Step 1: State the hypotheses:
The null hypothesis (H0): The proportion of people who do not smoke among those who completed four years of college is equal to the proportion in the general population.
The alternative hypothesis (Ha): The proportion of people who do not smoke among those who completed four years of college is higher than the proportion in the general population.
Step 2: Set the level of significance:
The given significance level is 0.01. This signifies that we will reject the null hypothesis if the probability of obtaining the observed result is less than 0.01 assuming that the null hypothesis is true.
Step 3: Calculate the test statistic:
To test the hypothesis, we calculate the test statistic using the formula for a one-sample proportion test:
z = (p - P) / √(P * (1 - P) / n)
where p is the sample proportion (0.817), P is the proportion in the general population (to be determined), and n is the sample size (785).

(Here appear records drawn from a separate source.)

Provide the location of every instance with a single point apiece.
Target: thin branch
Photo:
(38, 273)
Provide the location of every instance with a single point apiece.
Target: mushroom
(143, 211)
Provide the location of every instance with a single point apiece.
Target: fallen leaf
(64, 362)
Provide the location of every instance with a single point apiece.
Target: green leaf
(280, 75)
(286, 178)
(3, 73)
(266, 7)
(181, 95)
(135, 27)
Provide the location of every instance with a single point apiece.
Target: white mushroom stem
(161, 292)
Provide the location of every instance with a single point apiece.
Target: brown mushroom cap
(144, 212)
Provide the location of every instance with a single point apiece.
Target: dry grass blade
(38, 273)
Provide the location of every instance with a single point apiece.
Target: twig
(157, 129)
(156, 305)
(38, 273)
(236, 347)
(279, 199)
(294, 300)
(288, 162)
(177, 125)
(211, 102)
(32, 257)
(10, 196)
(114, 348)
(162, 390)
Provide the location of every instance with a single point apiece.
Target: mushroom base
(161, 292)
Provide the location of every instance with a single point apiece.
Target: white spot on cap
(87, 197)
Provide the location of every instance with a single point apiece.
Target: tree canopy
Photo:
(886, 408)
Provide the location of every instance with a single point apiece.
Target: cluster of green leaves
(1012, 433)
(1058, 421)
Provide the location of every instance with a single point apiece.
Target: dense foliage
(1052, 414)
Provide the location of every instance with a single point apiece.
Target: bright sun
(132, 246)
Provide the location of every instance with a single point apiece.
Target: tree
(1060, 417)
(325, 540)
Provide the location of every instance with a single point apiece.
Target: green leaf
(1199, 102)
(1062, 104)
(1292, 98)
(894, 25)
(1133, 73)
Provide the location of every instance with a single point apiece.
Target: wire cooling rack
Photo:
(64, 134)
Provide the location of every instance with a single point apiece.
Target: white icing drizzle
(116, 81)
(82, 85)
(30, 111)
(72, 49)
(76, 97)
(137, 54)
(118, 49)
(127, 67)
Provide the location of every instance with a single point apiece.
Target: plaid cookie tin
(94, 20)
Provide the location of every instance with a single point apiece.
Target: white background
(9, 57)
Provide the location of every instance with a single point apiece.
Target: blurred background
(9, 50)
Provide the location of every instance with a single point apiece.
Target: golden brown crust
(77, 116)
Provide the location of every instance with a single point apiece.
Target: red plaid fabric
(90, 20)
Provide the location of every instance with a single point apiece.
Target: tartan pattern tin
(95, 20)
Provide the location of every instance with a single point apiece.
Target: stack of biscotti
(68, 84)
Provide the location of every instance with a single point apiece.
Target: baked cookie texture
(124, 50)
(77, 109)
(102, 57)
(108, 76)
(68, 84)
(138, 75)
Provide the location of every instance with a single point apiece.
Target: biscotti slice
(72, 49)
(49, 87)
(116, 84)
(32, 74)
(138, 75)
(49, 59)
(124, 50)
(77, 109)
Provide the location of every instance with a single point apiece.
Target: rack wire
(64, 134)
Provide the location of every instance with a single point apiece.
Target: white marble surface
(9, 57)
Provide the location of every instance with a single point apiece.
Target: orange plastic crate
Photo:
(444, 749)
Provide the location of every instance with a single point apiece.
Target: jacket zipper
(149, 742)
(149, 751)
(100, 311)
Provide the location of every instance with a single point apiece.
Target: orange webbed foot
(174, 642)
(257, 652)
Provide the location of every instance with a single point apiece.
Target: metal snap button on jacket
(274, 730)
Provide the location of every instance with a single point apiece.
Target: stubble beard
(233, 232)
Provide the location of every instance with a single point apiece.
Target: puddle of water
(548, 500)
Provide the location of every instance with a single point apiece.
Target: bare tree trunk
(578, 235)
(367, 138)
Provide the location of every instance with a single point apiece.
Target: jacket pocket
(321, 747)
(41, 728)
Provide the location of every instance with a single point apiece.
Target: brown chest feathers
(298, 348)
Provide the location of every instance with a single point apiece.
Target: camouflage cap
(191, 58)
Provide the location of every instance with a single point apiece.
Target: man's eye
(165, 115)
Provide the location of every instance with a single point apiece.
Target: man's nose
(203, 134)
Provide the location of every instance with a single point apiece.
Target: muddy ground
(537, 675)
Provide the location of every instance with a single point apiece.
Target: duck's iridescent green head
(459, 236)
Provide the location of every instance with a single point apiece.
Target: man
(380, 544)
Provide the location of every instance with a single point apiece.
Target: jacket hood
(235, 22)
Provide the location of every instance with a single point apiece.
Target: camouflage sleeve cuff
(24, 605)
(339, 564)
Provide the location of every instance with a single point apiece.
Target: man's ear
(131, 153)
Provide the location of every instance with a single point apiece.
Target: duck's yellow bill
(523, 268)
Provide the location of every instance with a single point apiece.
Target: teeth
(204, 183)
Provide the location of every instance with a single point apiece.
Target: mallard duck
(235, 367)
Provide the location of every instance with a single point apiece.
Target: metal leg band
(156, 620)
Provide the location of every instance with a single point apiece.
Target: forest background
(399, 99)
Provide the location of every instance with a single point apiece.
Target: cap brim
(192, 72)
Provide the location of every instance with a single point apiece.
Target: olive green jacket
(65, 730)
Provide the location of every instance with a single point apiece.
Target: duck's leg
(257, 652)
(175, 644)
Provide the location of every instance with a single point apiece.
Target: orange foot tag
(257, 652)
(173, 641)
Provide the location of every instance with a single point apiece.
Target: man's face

Step 4: Determine the critical value:
Since we have a one-sided alternative hypothesis (claiming a higher proportion of non-smokers), we need to find the critical value corresponding to a 0.01 significance level from the standard normal distribution. This critical value is z = 2.33.
Step 5: Calculate the p-value:
The p-value is the probability of obtaining a test statistic as extreme as the one observed in the sample, given that the null hypothesis is true. To calculate the p-value, we use the standard normal distribution. We find the area to the right of the test statistic (z = 1.87) under the standard normal curve using a z-table or a calculator.
Step 6: Make a decision:
Compare the p-value to the significance level. If the p-value is less than the significance level (0.01), we reject the null hypothesis. If the p-value is greater than or equal to the significance level, we fail to reject the null hypothesis.
In this case, if the p-value is less than 0.01, we reject the null hypothesis. If the p-value is greater than or equal to 0.01, we fail to reject the null hypothesis.
So, the final step would involve calculating the p-value based on the test statistic and comparing it to the significance level. Unfortunately, without the proportion of non-smokers in the general population, we cannot proceed with calculating the p-value.